I have also seen customers in various businesses including Half Hitch that would not be satisfied period. Some people you just can't please and sometimes the customer comes in radiating an attitude that makes a saint of a customer service rep say "dang". Tight lines to all! May all your shopping endeavors be happy ones! This weekend looks very fishy offshore and inshore, get out there and enjoy it with family and friends.


----------



## John B. (Oct 2, 2007)

The 2 times I've been in there, I wasn't treated bad... but then again I wasn't asked if I needed help or anything. I'd compare it to walking in to BPS or Academy. But at least at the big box stores they greet you when you walk in the door.

I'll never go back. And I'm no poser, or jumping on the bandwagon...

Sent from my Galaxy S4 using Forum Runner.


----------



## dorado74 (Oct 16, 2007)

Kim said:


> This is a perfect example of the PFF feeding frenzy furor that happens every now and then. Odds are there is at least one invented negative post in here by someone wanting to fit in and be one of the boys. This isn't the first time this post has run in the forum and it won't be the last. This is the kind of thing used as filler when people aren't fishing and have no fishing reports to post.
> 
> Half Hitch has never responded in the past on these posts, nor will they respond to this one or any future post like this. Now let me ask you a question.... does any of you know how much time, money and effort that the Destin Half Hitch Shop (Tim) puts into the Destin Fishing Rodeo, or the Take a Kid Fishing Day?
> 
> ...



I guess since you think the service is great, and there is "at least one" of the 75 negative comments about HH on here is made up.....they must be great! Dang, guess I need to go back into that RETAIL store and initiate a conversation with someone who doesn't have "time" to help me, simply because he's "misunderstood".......on second thought, nah I enjoy spending my "wannabe poser" money in a store that WANTS my business. I know it's hard to see one of your buddies getting thrashed on here, but all the comments from CUSTOMERS speak for themselves. You obviously didn't read every single comment on this post.


----------



## Downtime2 (Sep 27, 2007)

Yep, I'm a poser too... LOL _shit...._


----------



## dorado74 (Oct 16, 2007)

Downtime2 said:


> Yep, I'm a poser too... LOL _shit...._


It's funny he used the analogy "trying to be one of the boys", yet failed to see he's doing the same damn thing, just on the opposite side......lol


----------



## BlueH20Fisher (Mar 20, 2008)

Kim, 
I assure you nothing I said is fabricated, and despite all the negatives I (and a lot of other fisherman) have experienced, continue to shop there. I can also tell you I'm about as easy to please as anyone, and it takes a lot to piss me off. I could write a small book of complaints, both from friends and myself. 

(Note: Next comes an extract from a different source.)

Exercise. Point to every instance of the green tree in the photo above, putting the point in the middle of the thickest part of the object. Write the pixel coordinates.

No doubt Tim probably was, and may be still, a great guy. But if I dealt with the public everyday for that many years, people would be complaining about me too. I'm sure dealing with the same PITA customers and questions gets old. 

They've been sold out of some stuff for months and others years...it's bad when you can't buy a good hook file or a box of 2/0 trebles...

They could learn a thing or two just by reading this thread. For instance: I go to outcast's sale a couple years ago, more customers at 4 am than HH sees in 2 months. I dropped off 5 50's 3 30's and 4-5 spinning spools to get line (whatever brand and color I wanted) a couple days in advance. I get to front of line to pick up and pay, not ready, amidst all the chaos they pull a guy off register to fill my reels. 2 have to be hollow core spliced, it takes an hour (impressive) and they ring me up....$65... I said that can't be right, he looked back at Anthony, I think, and he nodded. That's how you handle business, and that's why I'll drive to pcola if I can. They could have easily said come back later, or tomorrow (which I offered) but they did what they felt right. I was 1/1000's in there, and usuall am the only one in HH...


----------



## dorado74 (Oct 16, 2007)

BlueH20Fisher said:


> Kim,
> I assure you nothing I said is fabricated, and despite all the negatives I (and a lot of other fisherman) have experienced, continue to shop there. I can also tell you I'm about as easy to please as anyone, and it takes a lot to piss me off. I could write a small book of complaints, both from friends and myself.
> 
> No doubt Tim probably was, and may be still, a great guy. But if I dealt with the public everyday for that many years, people would be complaining about me too. I'm sure dealing with the same PITA customers and questions gets old.
> ...


This is the best and most "honest" post on this thread!! The only reason I don't shop at Outcast every time is simply the drive. Tommy as a person isn't my favorite, but his business is run the way a retail operation should be run. If I'm anywhere near his store I stop in and buy something just because of that.


----------



## southern yakker (Jun 25, 2012)

I'm so glad outcast is less than a mile from my house and on the way to all my fishing spots. They have always gone out of there way to help me out. I've only had two problems with my reels and they replaced them no questions asked and changed the line over too. All the workers have good attitudes and will always ask if you need any help even if they are busy. I bought a reel at the last sale and they were completely slammed but they still replaced the reel and I was good to go in three minutes. A few of the stores need to start being like outcast,hot spots, dizzy Lizzie's before they chase all their customers away


----------



## kanaka (Oct 3, 2007)

It is what is. You don't like em, don't go.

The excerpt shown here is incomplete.